Apocalypse hits Festival Walk. A Biblically-proportioned catastrophe in the form of a plague of hailstones the size of golf balls wipes the shopping mall off the face of the Earth. The adjacent Kowloon Tong MTR station – the conduit for endless millions of Mainland visitors – disappears with it. The sight of the Louis Vuitton outlet crumbling beneath a torrent of water and rubble as the roof caves in surely leaves us in little doubt of the Almighty’s displeasure. The righteous rejoice as the sinners suffer divine vengeance.

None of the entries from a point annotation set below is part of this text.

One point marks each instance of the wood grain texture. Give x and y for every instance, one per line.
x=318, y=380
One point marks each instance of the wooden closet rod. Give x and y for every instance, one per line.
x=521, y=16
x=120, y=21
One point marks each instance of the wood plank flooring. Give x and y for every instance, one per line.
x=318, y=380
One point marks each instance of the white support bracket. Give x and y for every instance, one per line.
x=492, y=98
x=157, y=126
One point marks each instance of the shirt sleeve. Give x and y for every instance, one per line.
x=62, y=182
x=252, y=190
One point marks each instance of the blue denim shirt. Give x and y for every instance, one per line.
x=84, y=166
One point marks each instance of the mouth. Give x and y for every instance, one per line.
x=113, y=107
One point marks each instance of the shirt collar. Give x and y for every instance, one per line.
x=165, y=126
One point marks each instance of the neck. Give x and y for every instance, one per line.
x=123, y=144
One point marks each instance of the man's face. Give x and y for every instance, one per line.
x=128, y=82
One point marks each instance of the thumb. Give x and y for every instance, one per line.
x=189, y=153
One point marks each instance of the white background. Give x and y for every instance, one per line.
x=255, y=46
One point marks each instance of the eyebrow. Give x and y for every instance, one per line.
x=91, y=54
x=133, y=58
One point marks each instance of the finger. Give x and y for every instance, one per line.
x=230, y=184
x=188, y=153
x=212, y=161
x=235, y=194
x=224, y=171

Venerable hong Swire joined with its ‘red capitalist’ buddy CITIC Pacific in developing the Festival Walk site back in the 1990s. Even at that time, the plan was to use the KCR rail connection to deliver a future deluge of cross-border shoppers. CITIC Pacific sold its stake to its partners a few years later, only to see the profits obliterated by losses arising from an Australian Dollar hedging disaster. Swire escaped today’s wrath by selling the whole thing to the Singapore government’s Temasek sovereign wealth fund – not noted for its great timing – three years ago.
While God may be an Englishman, He smiles on Taiwan. As floods destroy Hong Kong’s glittering shrines to the Mainland Mammon, Taipei enjoys perfect weather for 100,000 to 700,000 (approx) people from all backgrounds protesting the renegade non-country’s proposed services trade pact with Beijing. Sympathizers also assemble in the Big Lychee and elsewhere, and among the slogans are calls for unity between Hong Kong and Taiwan in the face of the undemocratic Mainland.
It was all the way back in the 1980s that ‘paramount leader’ Deng Xiaoping proclaimed that Hong Kong would be an example to Taiwan of how reunion with the motherland – ‘one country, two systems’ – would be positive and beneficial. A stroke of genius, everyone said. Now, Hong Kong is cited as proof of the need for Taiwan to steer clear of Beijing’s embrace.
If any doubts remain that forces beyond human understanding have taken control, the Standard quotes a feng-shui expert who says that hail storms covering wide areas indicate political upheavals to come: “It could be a case of people’s complaints not being heard,” he says. As a thousand jars of SaSa skin-whitening cream swept by the flood down the escalators from the mall to the station bob disconsolately along the submerged MTR tracks, we can only wonder at his uncanny insight.